I thought about going after him, but decided against it. I would not get him to tell me anything more either by getting him in trouble with Pel-Thenhior or by calling attention to the fact that he had spoken to me privately. Perhaps next time I came to the Vermilion Opera, he would be willing to speak further.
* * *
The post waiting for me at my office in the morning included a letter from Dach’othala Ulzhavar saying that he had news of “Avelonar,” and would I come to the Sanctuary at my earliest convenience.
That afternoon, after confirming Telonar’s alibi with Mer Indamura, who seemed, if anything, amused to be asked, I returned to the Sanctuary of Csaivo. The first thing I did was to walk around the central building to one of the many tiny shrines hidden in the gardens.
There I knelt and said prayers for Coralezh and the other cleric of Tanvero and for the clerics I had met at the Amal-Athamareise Airship Works who had been following their calling with such determination and grace.
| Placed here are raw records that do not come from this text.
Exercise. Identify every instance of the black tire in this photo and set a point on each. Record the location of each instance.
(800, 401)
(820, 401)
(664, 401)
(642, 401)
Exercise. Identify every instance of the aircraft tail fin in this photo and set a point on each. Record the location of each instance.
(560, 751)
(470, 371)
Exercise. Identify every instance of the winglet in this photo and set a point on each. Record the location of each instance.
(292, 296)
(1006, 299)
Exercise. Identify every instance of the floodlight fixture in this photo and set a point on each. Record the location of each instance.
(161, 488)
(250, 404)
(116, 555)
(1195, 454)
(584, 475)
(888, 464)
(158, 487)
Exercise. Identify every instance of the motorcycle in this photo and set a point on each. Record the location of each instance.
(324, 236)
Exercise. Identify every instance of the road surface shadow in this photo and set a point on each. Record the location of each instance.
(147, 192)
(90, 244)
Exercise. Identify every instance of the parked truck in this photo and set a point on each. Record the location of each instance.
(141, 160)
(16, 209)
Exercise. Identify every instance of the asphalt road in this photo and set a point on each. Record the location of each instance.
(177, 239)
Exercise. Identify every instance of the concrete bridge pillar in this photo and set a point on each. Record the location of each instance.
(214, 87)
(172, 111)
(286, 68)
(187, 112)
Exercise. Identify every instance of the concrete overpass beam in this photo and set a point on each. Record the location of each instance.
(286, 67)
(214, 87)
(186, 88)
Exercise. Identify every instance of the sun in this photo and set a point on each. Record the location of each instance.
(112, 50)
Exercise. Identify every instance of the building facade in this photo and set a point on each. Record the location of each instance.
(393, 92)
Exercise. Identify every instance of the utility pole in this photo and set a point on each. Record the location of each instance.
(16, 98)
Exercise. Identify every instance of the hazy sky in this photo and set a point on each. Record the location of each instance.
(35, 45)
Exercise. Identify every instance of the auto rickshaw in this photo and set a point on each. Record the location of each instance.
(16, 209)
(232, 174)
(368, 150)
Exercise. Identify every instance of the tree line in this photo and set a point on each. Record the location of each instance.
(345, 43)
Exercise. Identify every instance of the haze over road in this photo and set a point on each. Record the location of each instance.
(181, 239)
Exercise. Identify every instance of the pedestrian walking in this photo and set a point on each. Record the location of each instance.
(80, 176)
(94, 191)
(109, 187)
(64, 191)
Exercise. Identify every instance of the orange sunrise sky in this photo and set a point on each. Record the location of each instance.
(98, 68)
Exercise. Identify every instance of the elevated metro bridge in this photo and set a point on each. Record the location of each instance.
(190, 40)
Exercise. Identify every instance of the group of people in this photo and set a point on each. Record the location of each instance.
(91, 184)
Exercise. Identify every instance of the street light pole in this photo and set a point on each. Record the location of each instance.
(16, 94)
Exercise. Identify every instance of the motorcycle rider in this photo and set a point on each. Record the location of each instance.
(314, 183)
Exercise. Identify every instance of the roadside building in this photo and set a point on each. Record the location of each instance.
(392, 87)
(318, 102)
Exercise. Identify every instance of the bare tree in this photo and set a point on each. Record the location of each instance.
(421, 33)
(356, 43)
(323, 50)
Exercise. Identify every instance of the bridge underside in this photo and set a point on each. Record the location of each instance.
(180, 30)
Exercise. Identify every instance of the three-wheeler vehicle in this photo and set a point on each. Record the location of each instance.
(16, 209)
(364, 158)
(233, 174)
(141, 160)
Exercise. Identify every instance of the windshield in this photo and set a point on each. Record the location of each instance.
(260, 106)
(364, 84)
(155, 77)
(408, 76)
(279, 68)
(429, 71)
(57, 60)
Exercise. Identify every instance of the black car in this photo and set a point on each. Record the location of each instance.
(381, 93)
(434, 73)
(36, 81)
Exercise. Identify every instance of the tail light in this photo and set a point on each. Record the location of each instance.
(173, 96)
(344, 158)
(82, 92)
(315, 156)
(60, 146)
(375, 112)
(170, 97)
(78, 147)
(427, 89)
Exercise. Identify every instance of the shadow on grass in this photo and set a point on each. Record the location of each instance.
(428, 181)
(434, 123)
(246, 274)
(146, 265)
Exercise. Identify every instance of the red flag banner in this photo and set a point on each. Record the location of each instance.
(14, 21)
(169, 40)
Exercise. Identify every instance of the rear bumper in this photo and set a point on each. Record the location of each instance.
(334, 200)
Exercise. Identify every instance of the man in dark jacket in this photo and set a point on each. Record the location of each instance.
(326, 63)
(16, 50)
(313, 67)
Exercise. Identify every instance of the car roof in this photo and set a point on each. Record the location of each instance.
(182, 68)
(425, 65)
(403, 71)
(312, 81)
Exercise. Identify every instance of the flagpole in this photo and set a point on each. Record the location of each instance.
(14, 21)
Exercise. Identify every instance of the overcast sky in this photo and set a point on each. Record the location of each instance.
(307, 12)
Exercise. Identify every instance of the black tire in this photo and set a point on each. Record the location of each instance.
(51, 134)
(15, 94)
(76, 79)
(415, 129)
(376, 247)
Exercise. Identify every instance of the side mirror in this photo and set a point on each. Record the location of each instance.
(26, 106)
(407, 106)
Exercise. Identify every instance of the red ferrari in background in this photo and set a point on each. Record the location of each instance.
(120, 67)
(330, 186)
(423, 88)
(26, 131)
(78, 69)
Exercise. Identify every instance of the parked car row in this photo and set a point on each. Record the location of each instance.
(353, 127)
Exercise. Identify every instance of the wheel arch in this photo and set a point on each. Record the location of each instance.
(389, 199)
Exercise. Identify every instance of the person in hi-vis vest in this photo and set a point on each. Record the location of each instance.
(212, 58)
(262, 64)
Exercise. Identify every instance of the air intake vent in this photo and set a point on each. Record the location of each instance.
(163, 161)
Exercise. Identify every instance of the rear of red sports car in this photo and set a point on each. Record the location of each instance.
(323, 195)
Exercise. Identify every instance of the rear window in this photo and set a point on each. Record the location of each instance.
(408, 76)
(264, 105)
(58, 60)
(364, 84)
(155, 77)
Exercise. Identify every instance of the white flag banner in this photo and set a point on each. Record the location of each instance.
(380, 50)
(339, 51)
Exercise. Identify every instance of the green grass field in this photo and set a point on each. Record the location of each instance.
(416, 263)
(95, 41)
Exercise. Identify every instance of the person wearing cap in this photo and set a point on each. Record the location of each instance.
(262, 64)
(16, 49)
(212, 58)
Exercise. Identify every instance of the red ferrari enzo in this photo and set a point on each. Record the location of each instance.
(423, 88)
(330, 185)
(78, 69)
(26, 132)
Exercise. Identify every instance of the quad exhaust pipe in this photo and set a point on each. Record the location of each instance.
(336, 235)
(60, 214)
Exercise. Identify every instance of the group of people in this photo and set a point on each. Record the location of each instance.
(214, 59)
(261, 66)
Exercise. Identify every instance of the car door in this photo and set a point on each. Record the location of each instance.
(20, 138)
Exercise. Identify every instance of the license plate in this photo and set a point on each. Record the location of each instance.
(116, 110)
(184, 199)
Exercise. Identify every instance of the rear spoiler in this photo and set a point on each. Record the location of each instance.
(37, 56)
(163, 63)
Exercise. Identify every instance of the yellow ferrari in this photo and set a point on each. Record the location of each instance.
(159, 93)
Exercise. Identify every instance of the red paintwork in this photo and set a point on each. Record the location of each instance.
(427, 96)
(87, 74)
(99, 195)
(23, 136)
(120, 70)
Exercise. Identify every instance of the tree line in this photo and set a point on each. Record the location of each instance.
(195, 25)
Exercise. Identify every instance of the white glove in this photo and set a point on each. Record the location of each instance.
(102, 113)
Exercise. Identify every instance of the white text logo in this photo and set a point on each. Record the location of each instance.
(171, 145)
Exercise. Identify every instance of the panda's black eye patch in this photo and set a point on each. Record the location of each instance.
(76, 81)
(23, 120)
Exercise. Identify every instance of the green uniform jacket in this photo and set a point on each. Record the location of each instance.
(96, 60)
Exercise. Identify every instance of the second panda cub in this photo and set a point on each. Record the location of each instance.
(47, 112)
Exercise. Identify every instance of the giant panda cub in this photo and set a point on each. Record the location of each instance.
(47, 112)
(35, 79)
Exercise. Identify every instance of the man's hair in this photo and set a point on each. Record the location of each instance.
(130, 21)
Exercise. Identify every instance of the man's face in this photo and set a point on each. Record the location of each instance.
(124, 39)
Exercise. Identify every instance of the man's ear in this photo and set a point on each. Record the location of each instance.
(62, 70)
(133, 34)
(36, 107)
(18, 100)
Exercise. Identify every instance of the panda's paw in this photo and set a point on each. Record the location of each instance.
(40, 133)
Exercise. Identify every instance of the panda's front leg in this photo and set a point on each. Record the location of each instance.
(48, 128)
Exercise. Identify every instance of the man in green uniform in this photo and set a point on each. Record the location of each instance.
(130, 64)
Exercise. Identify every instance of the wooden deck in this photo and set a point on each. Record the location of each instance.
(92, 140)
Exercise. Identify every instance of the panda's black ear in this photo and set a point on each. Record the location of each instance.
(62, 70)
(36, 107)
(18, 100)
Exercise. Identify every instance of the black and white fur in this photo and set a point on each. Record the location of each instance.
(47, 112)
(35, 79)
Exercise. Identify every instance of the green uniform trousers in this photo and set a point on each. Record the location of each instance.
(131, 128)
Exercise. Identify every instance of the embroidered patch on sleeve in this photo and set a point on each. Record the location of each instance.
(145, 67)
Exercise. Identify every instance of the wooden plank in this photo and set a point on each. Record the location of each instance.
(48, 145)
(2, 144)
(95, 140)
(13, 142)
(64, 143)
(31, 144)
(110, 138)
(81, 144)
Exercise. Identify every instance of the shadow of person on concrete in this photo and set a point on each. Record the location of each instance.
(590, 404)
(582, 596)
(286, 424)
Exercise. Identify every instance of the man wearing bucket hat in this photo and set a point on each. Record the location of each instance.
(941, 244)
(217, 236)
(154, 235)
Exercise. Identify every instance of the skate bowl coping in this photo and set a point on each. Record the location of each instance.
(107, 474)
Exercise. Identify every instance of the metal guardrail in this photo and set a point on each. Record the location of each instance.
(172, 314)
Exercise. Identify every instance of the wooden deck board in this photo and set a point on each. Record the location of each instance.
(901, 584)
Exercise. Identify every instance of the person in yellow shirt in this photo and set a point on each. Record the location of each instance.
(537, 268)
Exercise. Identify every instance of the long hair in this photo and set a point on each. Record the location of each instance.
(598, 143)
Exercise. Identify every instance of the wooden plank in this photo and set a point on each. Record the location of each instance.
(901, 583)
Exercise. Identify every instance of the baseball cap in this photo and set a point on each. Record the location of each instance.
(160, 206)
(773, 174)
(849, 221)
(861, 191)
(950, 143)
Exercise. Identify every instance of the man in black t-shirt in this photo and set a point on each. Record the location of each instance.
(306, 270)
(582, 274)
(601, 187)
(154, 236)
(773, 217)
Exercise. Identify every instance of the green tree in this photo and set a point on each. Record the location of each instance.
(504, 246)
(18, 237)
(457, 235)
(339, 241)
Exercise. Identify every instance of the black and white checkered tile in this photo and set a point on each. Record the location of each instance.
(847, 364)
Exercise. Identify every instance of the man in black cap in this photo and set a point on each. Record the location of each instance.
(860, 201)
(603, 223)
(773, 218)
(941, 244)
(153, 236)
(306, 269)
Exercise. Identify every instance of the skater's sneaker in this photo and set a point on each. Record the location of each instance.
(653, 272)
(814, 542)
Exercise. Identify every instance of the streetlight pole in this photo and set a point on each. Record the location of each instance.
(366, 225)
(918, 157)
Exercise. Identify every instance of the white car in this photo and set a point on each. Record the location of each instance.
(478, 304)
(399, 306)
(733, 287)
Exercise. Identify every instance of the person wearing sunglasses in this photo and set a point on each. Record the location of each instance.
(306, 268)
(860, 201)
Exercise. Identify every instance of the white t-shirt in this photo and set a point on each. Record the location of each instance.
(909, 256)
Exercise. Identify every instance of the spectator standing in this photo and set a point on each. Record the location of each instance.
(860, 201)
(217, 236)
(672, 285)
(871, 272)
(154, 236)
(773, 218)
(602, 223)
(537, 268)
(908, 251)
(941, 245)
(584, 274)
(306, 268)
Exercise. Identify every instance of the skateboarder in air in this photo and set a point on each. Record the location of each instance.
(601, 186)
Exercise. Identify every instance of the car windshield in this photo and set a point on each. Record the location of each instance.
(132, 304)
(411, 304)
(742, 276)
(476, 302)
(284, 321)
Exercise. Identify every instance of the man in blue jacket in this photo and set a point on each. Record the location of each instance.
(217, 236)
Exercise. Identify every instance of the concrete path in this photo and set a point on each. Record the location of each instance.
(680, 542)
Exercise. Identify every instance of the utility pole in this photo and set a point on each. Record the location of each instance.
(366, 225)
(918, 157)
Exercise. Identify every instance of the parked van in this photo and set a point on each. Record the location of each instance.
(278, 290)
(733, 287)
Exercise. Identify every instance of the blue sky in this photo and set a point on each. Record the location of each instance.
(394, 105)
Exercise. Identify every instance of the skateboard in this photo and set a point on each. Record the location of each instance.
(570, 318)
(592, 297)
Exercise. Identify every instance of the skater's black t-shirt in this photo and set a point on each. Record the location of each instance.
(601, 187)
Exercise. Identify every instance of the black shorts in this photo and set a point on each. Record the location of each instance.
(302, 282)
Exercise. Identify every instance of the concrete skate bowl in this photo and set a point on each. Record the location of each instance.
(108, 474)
The shrine was exquisitely lovely, a filigree of stone around a jade michenotho of Csaivo, and the gardens were full of peace. It was with some reluctance that I got up again and walked back around the central building to the doors.
I felt vulgar and encroaching, but the novice on duty seemed to think nothing of my asking for the Master of the Mortuary. Ulzhavar himself seemed sincerely pleased to see me when I found him in the vaulted autopsy room, watching Denevis finish the autopsy of a drowned child. “Othala Celehar! Come in! I regret immensely that there are no chairs. I don’t need one and if the novices sit down, they either fall asleep or they forget I can still see them and, well, they’re still young enough to get distracted. But you’re here about Min Urmenezhen. Merrem Avelonaran, I suppose I should say, but it feels disrespectful.”
“Her family would definitely prefer that you call her Min Urmenezhen,” I said. “And, yes, I got your letter this morning.”
“Yes, good,” he said. “One of my clerics has discovered something.” He went to one of the chests of drawers and fetched out a sheaf of palimpsest pages. “His name is Temet Golharad, splendid fellow, he’s been the cleric of Aishan’s Grove for twenty years at least.”
I recognized the name of the district. It was at the far western end of the city, where I rarely had cause to go.
“He had a most remarkable story,” Ulzhavar said, “about a man named Segevis Michezar, who came to Aishan’s Grove with his newly married bride Drachano. He was polite but unfriendly. She was shy and clearly very much in love. And then she died.”
“How?”
“An illness. Short and very violent. Temet said the poor woman was racked with cramps and bouts of vomiting. Her death, when it came, was a mercy.”
I made a warding gesture in reflexive horror.
“The odd thing, Temet says, was Mer Michezar’s reaction.”